I'm recovering from anorexia and trauma. Walking dogs at my local shelter has given me a reason to keep going.
- I was suffering the loss of someone important to me, and I also had an eating disorder.
- I signed up with the humane society to walk dogs waiting to be adopted.
After losing someone important to me last spring, I struggled to get through the day. I struggled with mental-health issues and had nightmares and panic attacks — and surviving 24 hours felt like winning a wrestling match with a broken arm.
I was also trying to recover from anorexia. Following a meal plan felt even more insurmountable amid the wreckage of trauma, but I knew I had to find a reason to keep going or I could die. So I signed up to volunteer at my local humane society.
Seeing the dogs wag their tails when I walked in was the best feeling in the world. They didn't care if I didn't have the energy to wear makeup or straighten my hair. They just wanted love, and that was exactly what I needed, too.
I related to the dogs
Spending time with the dogs helped me feel less alone because I knew many of them had also been abandoned by people they trusted.
My mind could easily find reasons for my abandonment: I wasn't good enough. I was hard to love. The person never loved me. But when I saw those beautiful animals, it didn't make any sense. I found it hard to understand how someone could give a dog away.
One Saturday, I met Trixie, a painfully shy puppy. She started to come closer, then backed away. "She wants to interact," another volunteer said. "But she's scared."
I blinked. It was like he was talking about me. Once Trixie decided I was safe, we sat in her kennel together. She had no reason to believe I wouldn't betray her, and yet she trusted me. I wondered how I could do the same.
Another beloved dog, a shepherd mix named Zaki, had been at the shelter for months. He'd play fetch in the yard for as long as I'd throw the ball, then smile up at me as if to say, "Wasn't that fun?" I couldn't understand why he hadn't been adopted. Someone compared me to Zaki once, in that others failed to see our good qualities.
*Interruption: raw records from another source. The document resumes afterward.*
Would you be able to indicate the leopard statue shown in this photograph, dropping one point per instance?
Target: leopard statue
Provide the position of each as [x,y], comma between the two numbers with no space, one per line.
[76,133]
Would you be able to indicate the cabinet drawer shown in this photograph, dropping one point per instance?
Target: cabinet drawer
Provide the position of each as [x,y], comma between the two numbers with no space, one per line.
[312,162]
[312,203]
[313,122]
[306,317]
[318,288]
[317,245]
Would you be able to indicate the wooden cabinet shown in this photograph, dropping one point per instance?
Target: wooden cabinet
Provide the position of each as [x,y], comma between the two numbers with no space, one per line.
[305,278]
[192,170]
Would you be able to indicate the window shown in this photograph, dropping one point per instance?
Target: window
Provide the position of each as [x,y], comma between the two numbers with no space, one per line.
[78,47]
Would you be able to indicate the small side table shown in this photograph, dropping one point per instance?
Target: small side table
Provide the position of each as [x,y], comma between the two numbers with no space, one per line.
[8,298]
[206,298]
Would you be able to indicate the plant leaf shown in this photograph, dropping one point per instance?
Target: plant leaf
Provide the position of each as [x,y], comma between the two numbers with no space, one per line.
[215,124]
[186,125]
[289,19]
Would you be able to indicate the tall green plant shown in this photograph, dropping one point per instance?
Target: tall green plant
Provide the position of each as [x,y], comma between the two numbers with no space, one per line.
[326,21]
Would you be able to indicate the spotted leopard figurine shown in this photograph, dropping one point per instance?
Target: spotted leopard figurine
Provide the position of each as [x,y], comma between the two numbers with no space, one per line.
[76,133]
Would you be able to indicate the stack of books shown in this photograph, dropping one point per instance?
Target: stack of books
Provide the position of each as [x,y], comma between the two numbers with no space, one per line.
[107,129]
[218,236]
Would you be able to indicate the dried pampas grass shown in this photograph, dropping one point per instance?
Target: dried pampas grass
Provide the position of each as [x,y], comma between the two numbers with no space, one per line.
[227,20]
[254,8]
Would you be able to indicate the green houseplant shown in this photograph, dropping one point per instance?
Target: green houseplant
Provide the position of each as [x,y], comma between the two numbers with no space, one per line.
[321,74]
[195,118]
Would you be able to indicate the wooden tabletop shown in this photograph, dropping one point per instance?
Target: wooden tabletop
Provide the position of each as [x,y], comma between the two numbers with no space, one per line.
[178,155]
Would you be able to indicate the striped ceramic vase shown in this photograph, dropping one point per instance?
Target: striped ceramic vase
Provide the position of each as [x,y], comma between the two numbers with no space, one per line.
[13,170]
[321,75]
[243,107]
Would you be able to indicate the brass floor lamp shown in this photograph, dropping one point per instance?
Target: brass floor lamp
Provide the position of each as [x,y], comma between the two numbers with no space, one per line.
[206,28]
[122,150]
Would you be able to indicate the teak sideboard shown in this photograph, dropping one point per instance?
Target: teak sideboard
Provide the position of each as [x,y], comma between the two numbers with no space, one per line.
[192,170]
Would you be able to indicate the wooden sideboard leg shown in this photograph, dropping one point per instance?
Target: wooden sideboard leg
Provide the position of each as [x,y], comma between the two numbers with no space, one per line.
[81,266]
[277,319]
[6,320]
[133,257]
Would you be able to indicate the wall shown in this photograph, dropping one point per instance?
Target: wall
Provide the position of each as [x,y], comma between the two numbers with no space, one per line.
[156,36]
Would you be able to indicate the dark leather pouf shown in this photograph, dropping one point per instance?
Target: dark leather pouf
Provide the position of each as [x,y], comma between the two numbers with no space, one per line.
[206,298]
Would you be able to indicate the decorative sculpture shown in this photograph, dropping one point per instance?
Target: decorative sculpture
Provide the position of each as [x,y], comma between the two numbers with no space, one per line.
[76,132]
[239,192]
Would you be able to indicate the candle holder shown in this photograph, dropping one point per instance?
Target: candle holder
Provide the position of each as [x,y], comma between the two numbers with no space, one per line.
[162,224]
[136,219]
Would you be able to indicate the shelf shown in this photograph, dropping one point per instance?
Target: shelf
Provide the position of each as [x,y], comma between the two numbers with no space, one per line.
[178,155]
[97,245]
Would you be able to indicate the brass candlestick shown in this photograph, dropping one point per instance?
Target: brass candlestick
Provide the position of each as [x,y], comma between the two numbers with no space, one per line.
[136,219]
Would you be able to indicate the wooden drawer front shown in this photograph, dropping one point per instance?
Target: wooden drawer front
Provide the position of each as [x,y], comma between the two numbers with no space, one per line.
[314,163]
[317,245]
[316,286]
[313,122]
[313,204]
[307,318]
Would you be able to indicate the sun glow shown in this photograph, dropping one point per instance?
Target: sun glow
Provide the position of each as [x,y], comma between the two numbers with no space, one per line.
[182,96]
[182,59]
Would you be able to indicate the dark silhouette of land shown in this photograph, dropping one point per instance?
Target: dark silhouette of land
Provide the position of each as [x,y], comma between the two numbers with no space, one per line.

As a result, we'd been left behind. But another person's rejection didn't signify our worthlessness.
Once, a friend asked me to say something kind to myself. When I couldn't think of anything, she asked what I told my dogs at the shelter. Then, finding the words was easy: I told them how good they were, that they didn't deserve to be left there, and that they did nothing wrong. I make sure they know they're loved — unconditionally, permanently. I don't know why I can't seem to tell myself the same things. A friend once told me it's protective, a way to avoid future pain: If this person who was so important to me could leave me, so could anyone else. So I have trust issues.
But protection isn't always sustainable. I can't live life alone, even though it feels safer. So I think about the dogs. To them, love doesn't end when one person in the relationship stops caring. To dogs, love lives on despite the loss of it.
Volunteering hasn't permanently cured my eating disorder or resolved all my trauma symptoms. These are struggles I may always have to fight. But the dogs give me a reason to do so. Now, I can redirect all that lost love to them. And the dogs, in their reckless, selfless way, give it right back to me — unconditionally, permanently.